Here are just a few screenshots of the #365poet project that probably should come back to life.
your heart is in the middle
of your chest it's only tipped
a little to the left I want
your hand right there smack
dab in the middle of me where
I open up
push a little bit
feel me beat
bad drivers on the freeway are normally just thinking about sex
there are certain songs that will hold you frozen
the only thing alive is your tongue
I don't think you know about my heart
I'll always win that contest where we stare at each other like enemies
let's try and find a place that does not hurt
It’s terribly sad to have all of the words in your mouth
tiny pointed ones
the ones that would make your broad grin appear
only you can’t get them out
no amount of coaxing will do
they are stuck
in your throat
like hard candy
It takes 16 months to get over someone.
I told that lie to a girl the other day in the park.
She looked so desperate.
Like she needed a numeral.
Something to tick away.
A red pen. A wall.
She will forget I told her that in a few months.

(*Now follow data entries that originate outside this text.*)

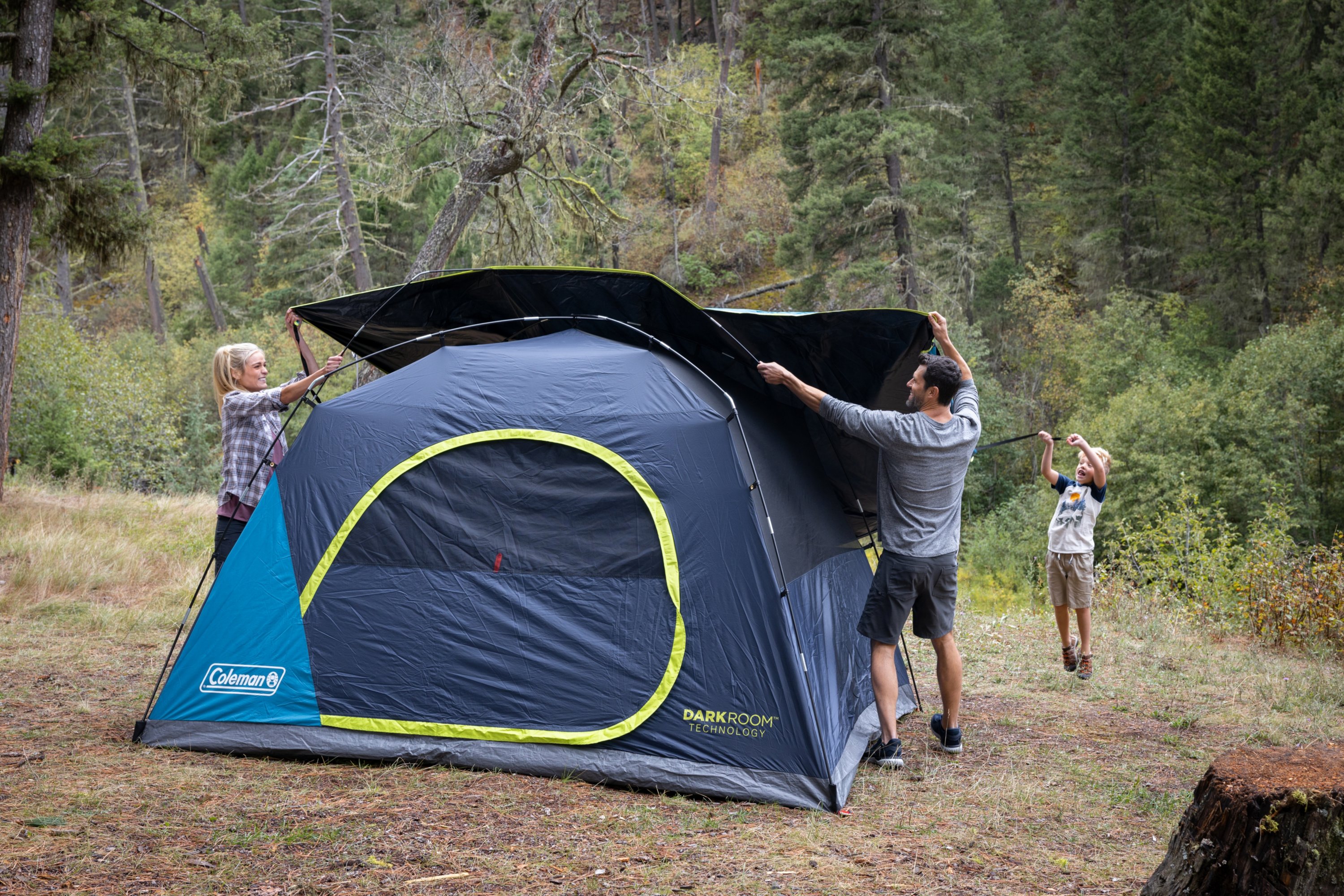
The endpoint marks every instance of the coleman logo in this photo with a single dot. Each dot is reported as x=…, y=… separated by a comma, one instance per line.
x=226, y=677
x=737, y=724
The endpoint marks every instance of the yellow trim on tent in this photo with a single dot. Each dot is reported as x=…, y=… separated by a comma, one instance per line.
x=519, y=735
x=596, y=271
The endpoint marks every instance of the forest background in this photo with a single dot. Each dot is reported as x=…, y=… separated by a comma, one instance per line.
x=1131, y=210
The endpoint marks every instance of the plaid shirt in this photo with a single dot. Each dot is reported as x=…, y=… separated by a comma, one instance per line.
x=249, y=424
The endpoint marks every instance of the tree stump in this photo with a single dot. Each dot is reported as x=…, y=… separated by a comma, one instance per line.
x=1264, y=821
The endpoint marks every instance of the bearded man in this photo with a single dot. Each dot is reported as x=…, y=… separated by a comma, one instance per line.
x=922, y=460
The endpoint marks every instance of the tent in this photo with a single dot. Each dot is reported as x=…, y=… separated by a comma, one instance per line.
x=549, y=550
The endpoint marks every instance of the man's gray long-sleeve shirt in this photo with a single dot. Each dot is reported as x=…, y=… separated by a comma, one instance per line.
x=921, y=469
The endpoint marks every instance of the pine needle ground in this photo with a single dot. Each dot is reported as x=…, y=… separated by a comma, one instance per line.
x=1065, y=788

I’d give you a flashlight and tell you to shine it all over me.
We’d be in a big bed in a dark room.
Something random like Bruce Hornsby is playing on the radio.
A heart-shaped mole.
A scar I never show anyone.
I cough and try to get out the words.
Instead I kiss you down the wall.
Across the room.
Time is faster now.
Maybe in the middle of life we all lose our minds for a little bit. I think some people make it back like a vision quest or something. I think some people don't. I used to think we were reckless back then. I have the most interesting and complicated people in my life and I always thought everything would stay the same if I willed it to be so. So much laughing. It's now when life is desperate and wild and hungry. It's now when I wonder what it's like to feel like you are not drowning.
But some people come back. I hear the tales. Like one day the smell of coffee is enough to wake you. You practice forgiveness. People look interesting again. Faces familiar. You start to allow yourself to say things out loud. The truth with its thorny edges. The lies dipped in shimmering honey. You don't think about breathing. It just comes. You are shocked at all of the things you used to not know.
I stare at my friends now when I'm with them and wonder what is inside of them. I hardly think anyone I know is really happy. They keep secrets. We all do. I want to tunnel through their flesh and bone and pierce into their minds. I want to see inside of someone else. It would make me feel better. I could handle the truth of what they think and feel. I could. I live with myself. I've seen undone.
A few days ago you were looking at me from across the room and I just felt so lost. I wanted to shout out about how I was in some forest. Some wooded area. The edge of the world. How I was not really here and that's why I looked so weird. I wanted to step inside of a time machine and my mouth would be hanging open and my smile would be that amazing flashlight out of the darkness and I'd look right back at you with my real eyes. But I could not speak. I blinked so fast that my tears went away.
I think I have a bunch of cracks and light isn't even getting in.